1. Observe the weather on your walk to the station in the morning
2. Write down those observations, along with the date, on a page from the duplicate pad
3. Tear out the original and dispose of it at some point during the day
4. Retain the duplicate for your records.
It didn’t take long for these ‘weather reports’ to move beyond simply reporting the weather. The objective, almost scientific language quickly became expressive. I wrote down all the different things I saw on my way to work - people, dogs, situations - and often imagined interacting with them. What would that man say to me? What would that dog say to me?
Soon, the weather reports became abstract, featuring poems, dialogue and found language. The format and content were working in unison. Writing was not just a way to record the world but a way to understand it, or to find new ways of misunderstanding it.
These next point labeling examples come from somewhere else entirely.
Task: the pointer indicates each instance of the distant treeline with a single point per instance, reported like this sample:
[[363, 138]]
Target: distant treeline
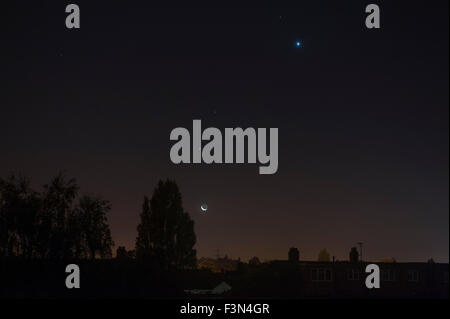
[[57, 223]]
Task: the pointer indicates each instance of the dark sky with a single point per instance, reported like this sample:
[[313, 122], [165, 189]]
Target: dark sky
[[363, 118]]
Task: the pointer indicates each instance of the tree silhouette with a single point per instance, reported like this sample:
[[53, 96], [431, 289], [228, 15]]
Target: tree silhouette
[[19, 208], [166, 232], [324, 255], [254, 261]]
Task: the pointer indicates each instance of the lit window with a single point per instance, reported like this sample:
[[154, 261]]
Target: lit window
[[353, 274]]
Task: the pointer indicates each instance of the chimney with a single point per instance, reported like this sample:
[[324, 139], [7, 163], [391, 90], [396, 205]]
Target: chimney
[[354, 255]]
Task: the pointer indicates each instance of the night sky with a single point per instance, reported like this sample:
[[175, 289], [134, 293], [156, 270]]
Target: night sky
[[363, 118]]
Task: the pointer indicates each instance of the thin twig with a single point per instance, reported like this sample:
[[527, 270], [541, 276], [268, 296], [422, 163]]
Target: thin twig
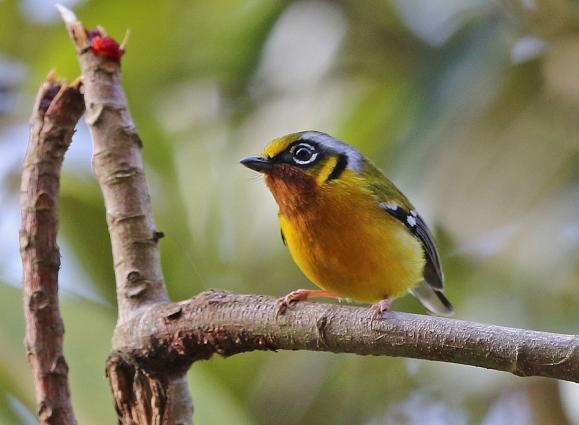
[[58, 108], [118, 166]]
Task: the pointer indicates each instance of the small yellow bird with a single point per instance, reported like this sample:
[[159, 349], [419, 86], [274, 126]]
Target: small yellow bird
[[348, 228]]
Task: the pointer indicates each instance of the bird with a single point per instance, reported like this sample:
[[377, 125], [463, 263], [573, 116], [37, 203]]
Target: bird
[[349, 229]]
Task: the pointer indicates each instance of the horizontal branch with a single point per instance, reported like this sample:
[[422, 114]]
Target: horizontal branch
[[220, 322]]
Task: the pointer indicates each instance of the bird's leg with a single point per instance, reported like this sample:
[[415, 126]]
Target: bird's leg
[[378, 309], [300, 295]]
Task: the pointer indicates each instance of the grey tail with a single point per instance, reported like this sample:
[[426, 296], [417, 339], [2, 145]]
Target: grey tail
[[433, 300]]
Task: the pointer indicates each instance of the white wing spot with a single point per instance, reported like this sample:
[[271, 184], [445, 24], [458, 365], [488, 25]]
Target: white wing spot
[[392, 206]]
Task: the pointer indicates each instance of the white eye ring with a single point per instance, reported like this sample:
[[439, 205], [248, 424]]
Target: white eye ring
[[307, 147]]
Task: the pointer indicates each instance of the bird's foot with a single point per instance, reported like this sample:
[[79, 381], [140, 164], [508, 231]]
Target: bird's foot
[[300, 295], [378, 310]]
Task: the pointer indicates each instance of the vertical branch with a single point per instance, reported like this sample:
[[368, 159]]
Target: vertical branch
[[57, 109], [117, 162]]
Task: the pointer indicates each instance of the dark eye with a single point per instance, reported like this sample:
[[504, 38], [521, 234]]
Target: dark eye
[[304, 154]]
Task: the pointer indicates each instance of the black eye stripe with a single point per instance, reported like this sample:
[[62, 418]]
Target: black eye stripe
[[303, 153]]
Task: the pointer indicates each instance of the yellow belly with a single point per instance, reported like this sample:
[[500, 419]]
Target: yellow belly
[[350, 246]]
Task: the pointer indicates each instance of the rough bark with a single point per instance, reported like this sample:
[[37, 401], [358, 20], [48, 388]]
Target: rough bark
[[140, 397], [174, 335], [156, 341], [57, 109]]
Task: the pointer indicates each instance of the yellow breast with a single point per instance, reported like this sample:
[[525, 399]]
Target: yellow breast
[[345, 243]]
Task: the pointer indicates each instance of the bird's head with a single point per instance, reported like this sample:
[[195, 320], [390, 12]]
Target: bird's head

But at some point it all became too personal. The late weather reports are like diary entries: passing thoughts, ideas, anxieties. I told myself this was a transitional stage of the project, but I never found a way out of it. I lost track of why I was writing the reports, and they became fragmented, scattered and lazy.
It was a very natural ending. One Monday, I just didn’t feel like doing it any more. It’s good to know when a project has given all it can. The weather reports reconnected me with my writing practice, and forms I explored on the duplicate pad have found new homes in subsequent stories and pieces of writing.